Thanks to Michio Kaku’s book, Hyperspace: A Scientific Odyssey Through Parallel Universes, Time Warps, and the 10th Dimension, I finally know what’s been troubling our cat, Tuesday. She’s been trying to teach me theoretical physics! Michio Kaku is one of those rare geniuses who is so smart he can not only understand theoretical physics, but also explain it so clearly that his non-physicist readers imagine they understand it, too. To help us ordinary folks make sense of dimensions beyond our own, he asks us to imagine what it would be like to live in a two-dimensional world.
The denizens of this world, the Flatlanders, are incapable of visualizing three dimensions, and can only interpret what they see based on their own world-view. A Flatlander prison, for example, would be a cinch to create. To imprison a Flatlander, all you have to do is draw a line around him. There he’ll stay, unable to escape.
My cat has demonstrated this principle by pretending to be a Flatlander. If I make a circle of yarn or string on the floor, she’ll sit down in it and give me a penetrating stare. See, human? Now I’m trapped!
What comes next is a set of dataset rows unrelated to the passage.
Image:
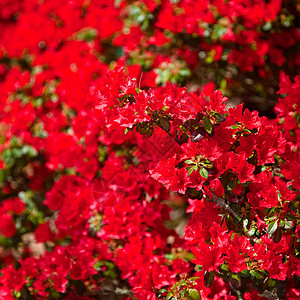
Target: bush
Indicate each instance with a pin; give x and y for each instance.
(125, 173)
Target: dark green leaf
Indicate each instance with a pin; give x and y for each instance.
(203, 173)
(207, 124)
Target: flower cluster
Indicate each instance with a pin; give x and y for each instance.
(120, 184)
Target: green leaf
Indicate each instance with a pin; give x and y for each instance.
(209, 278)
(207, 124)
(164, 124)
(203, 173)
(272, 227)
(194, 294)
(192, 169)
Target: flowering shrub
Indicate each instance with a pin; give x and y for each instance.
(105, 159)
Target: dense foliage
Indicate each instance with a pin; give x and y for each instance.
(129, 169)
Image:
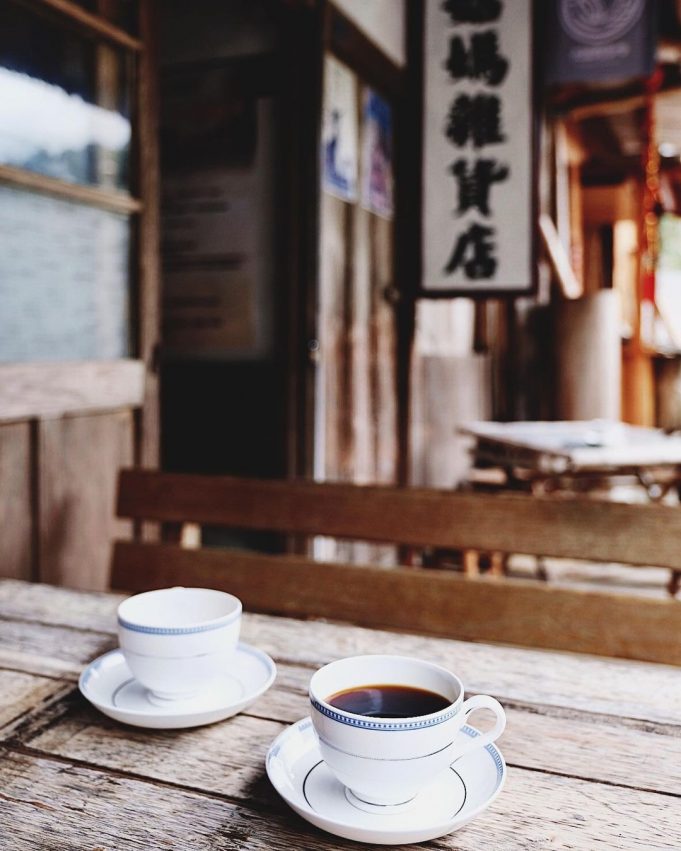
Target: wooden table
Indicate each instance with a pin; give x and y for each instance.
(593, 746)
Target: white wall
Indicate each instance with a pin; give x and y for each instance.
(383, 21)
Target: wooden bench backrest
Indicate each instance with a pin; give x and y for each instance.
(438, 602)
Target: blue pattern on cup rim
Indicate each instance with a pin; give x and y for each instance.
(390, 726)
(179, 630)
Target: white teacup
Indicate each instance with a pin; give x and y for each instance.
(386, 762)
(177, 640)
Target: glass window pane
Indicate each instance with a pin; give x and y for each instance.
(63, 280)
(65, 102)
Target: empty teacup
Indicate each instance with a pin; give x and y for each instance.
(177, 640)
(388, 725)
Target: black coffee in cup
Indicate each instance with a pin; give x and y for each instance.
(388, 701)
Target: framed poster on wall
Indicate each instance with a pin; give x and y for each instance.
(478, 198)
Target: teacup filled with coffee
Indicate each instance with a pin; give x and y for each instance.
(388, 725)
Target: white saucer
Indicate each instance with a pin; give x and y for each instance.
(110, 686)
(298, 773)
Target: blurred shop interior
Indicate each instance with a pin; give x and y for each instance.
(258, 237)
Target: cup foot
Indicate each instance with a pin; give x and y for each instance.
(167, 699)
(378, 809)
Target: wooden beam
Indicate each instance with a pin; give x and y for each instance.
(107, 199)
(417, 600)
(92, 24)
(566, 528)
(39, 390)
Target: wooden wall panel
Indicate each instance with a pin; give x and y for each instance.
(79, 462)
(16, 529)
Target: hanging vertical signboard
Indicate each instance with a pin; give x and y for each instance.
(478, 176)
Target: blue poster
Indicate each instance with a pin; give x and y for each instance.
(377, 155)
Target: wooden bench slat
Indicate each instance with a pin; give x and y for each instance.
(582, 529)
(414, 599)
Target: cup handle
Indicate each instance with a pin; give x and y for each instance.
(483, 701)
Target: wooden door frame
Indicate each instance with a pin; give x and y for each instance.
(335, 33)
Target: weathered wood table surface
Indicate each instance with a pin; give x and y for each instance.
(593, 746)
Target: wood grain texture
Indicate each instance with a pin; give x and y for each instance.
(520, 675)
(48, 650)
(79, 459)
(16, 535)
(68, 806)
(593, 745)
(225, 757)
(570, 528)
(49, 605)
(23, 693)
(55, 389)
(583, 683)
(512, 611)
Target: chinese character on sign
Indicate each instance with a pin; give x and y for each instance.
(476, 120)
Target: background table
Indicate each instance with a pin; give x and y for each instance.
(577, 455)
(593, 746)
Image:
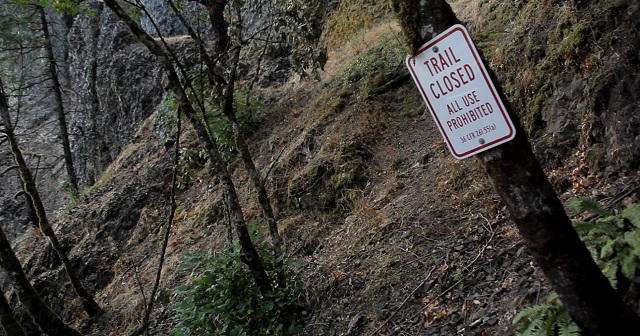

Liminal space also fascinates my cat; she uses it to tutor me in the theory of the multiverse. She’ll pause half-in, half-out of the doorway, look up at me, and mew. Obviously, she’s trying to explain that until she makes a decision, the waveform of potentiality remains intact. She’ll walk through the doorway, then direct my attention to the fact that the waveform is now collapsed for that particular decision. Immediately she’ll reverse directions and face the doorway again, or take a few steps backwards, or bound back through the doorway to demonstrate the infinite number of potentialities possible in each simple decision.
The concept of “now,” or the rate of time, is another subject dear to our kitty’s heart. The perception of “now,” as explained by Richard A. Muller in Now: The Physics of Time, is the number of milliseconds it takes to send a signal from our senses to the brain, plus the time it takes the brain to process, record and remember the signal. “In humans,” Muller explains, “that’s a few tenths of a second; for a fly, a few thousandths of a second. That’s why it is hard for a human to catch a fly…your threatening hand approaches in slow motion…”
Tuesday has shown me time and time again that she can catch a fly in midair; her quicker, more sensitive brain is capable of processing much faster than mine. The flow of time I perceive is much slower than the flow of time she perceives; therefore, when she requests her dinner a half hour in advance, her expectation is realistic based on her own perception of time. Einstein’s twin paradox is fully comprehended by our cat. She isn’t asking for dinner early, we are providing it late. It isn’t her fault we are stuck in a slow, sludgy flow of time and never make allowances for general relativity.